A new website, www.fiwords.com, will tell you just this – at a price, of course.
Fiwords.com, the “Financial Writer’s Stylebook,” offers subscribers – who pay just $12 a year – a simple way to decode terms from the foodservice, business, and finance industries and a guide on when to use them.
“It’s a reference site of value to financial writers, copyeditors, public relations personnel in the business field, anyone who needs knowledge of business terms,” says Bill Cloud, one of the site’s editors and advisors.
The concept emerged from Chris Roush’s book, “The Financial Writer’s Stylebook.” Roush, who teaches business reporting at the University of North Carolina at Chapel Hill, knew the need and demand for this kind of reference tool. The book’s publisher suggested that Roush expand the book into a website, where the scope of the content could be greatly extended.
While the site primarily focuses on the finance industry, it offers solid guidance for those in the hospitality industry, whether they are foodservice journalists or public relations specialists looking to promote their brands.
Blair Chancey, editor of QSR magazine acts as an advisor for the site’s restaurant section.
“Like most industries, the hospitality industry has its own language,” Chancey says. “I was happy to act as advisor to fiwords.com because I saw it as a way of improving the reporting on the entire restaurant industry.”

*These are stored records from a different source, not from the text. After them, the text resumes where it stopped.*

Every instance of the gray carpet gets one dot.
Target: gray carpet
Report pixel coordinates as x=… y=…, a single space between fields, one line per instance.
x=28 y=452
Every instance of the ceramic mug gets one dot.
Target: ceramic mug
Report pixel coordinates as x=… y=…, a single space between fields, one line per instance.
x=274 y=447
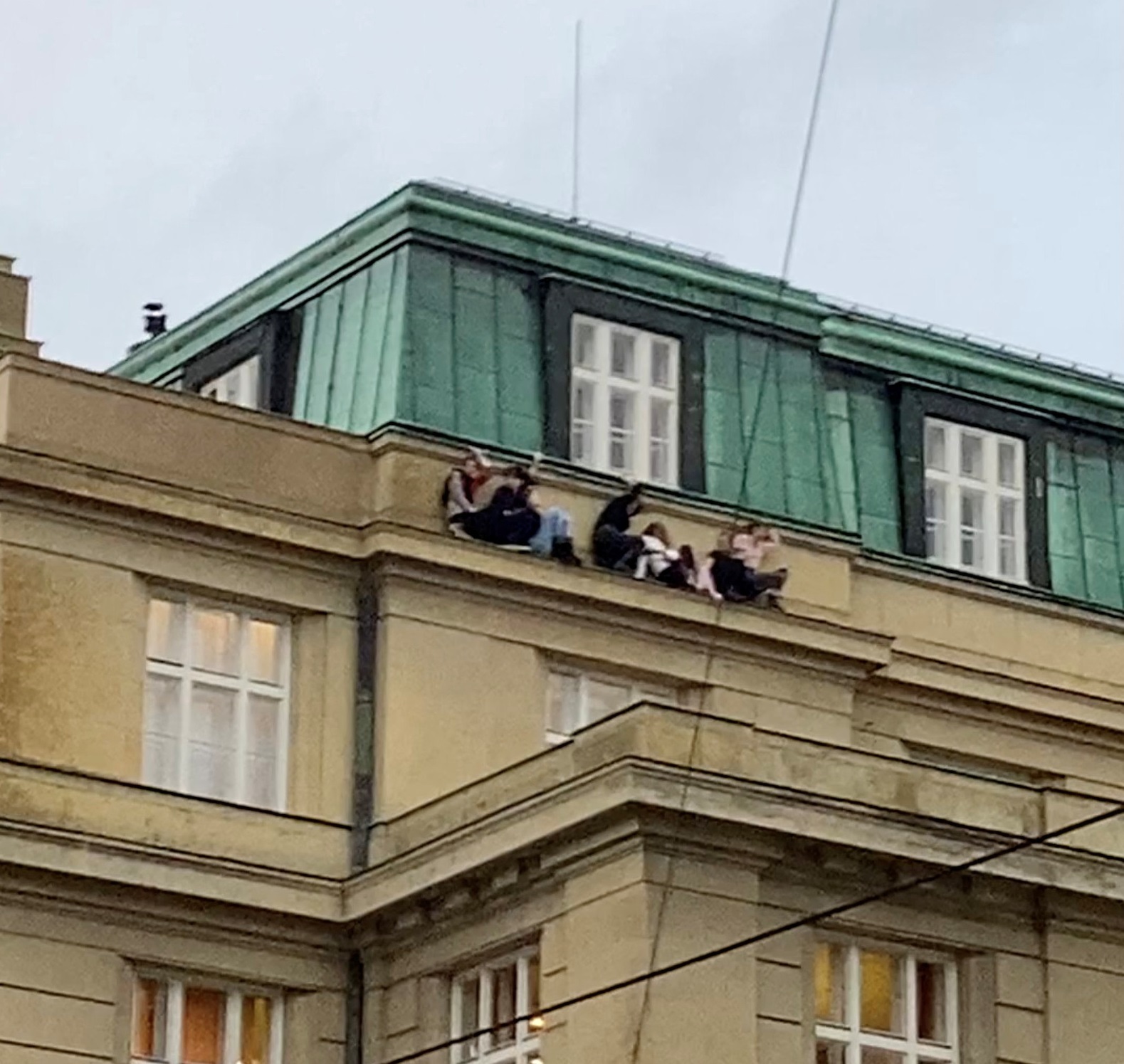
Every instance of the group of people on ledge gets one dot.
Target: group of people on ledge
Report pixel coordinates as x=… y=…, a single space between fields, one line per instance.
x=499 y=506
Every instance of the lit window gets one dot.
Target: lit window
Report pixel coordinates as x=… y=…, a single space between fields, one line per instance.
x=624 y=401
x=490 y=999
x=883 y=1007
x=975 y=515
x=184 y=1023
x=578 y=699
x=216 y=701
x=238 y=386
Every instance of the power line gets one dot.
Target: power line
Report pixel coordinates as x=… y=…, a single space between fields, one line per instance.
x=743 y=489
x=779 y=929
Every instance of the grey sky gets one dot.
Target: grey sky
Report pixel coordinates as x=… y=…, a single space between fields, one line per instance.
x=968 y=169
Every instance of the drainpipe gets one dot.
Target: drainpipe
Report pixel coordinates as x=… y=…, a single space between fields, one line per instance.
x=362 y=790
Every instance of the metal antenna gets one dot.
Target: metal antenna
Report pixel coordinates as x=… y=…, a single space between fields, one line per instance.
x=577 y=115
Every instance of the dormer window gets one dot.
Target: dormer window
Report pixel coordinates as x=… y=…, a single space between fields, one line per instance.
x=975 y=514
x=240 y=386
x=624 y=401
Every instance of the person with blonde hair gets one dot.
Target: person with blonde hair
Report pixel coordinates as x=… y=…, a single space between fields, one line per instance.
x=733 y=571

“She’s really helpful,” Cloud says of Chancey’s contributions to the site. “I’ve supplied her with a list of quick-service terms that come up in the quick-service field and ask her to expand on that and offer comments on how best to define the terms.
“She’s been very helpful in that respect, making sure our definitions are accurate and fit the needs of people who use the site,” Cloud says.
Chancey appreciates the guidance, consistency, and accuracy that the site provides to those writing for the business and finance world.
“Some people may think of trade publishing as light reporting, but we take our accuracy very seriously at QSR,” Chancey says. “Being an advisor to fiwords.com means we can extend that accuracy to other news organizations, both trade and consumer news sources alike.”
Cloud says that the site could be very useful for public relations or marketing personnel in the foodservice industry because “they’re often trying to write for the media and I think being able to see our rating system and see how we use the terms would help them provide better content for the media.”
“I think what’s good about [the site] is two things: No. 1, you can find everything in one location,” Cloud says. “No. 2, and probably most important, we offer advice on how and when to use the words.
“For example, we have a rating system, which is also in the book, that helps guide people as to when they should explain the term and when they can just present the term and are under the assumption that readers just know it,” he says. “The rating system depends on what kind of publication you’re working for. The more sophisticated the publication, the fewer words you have to define.”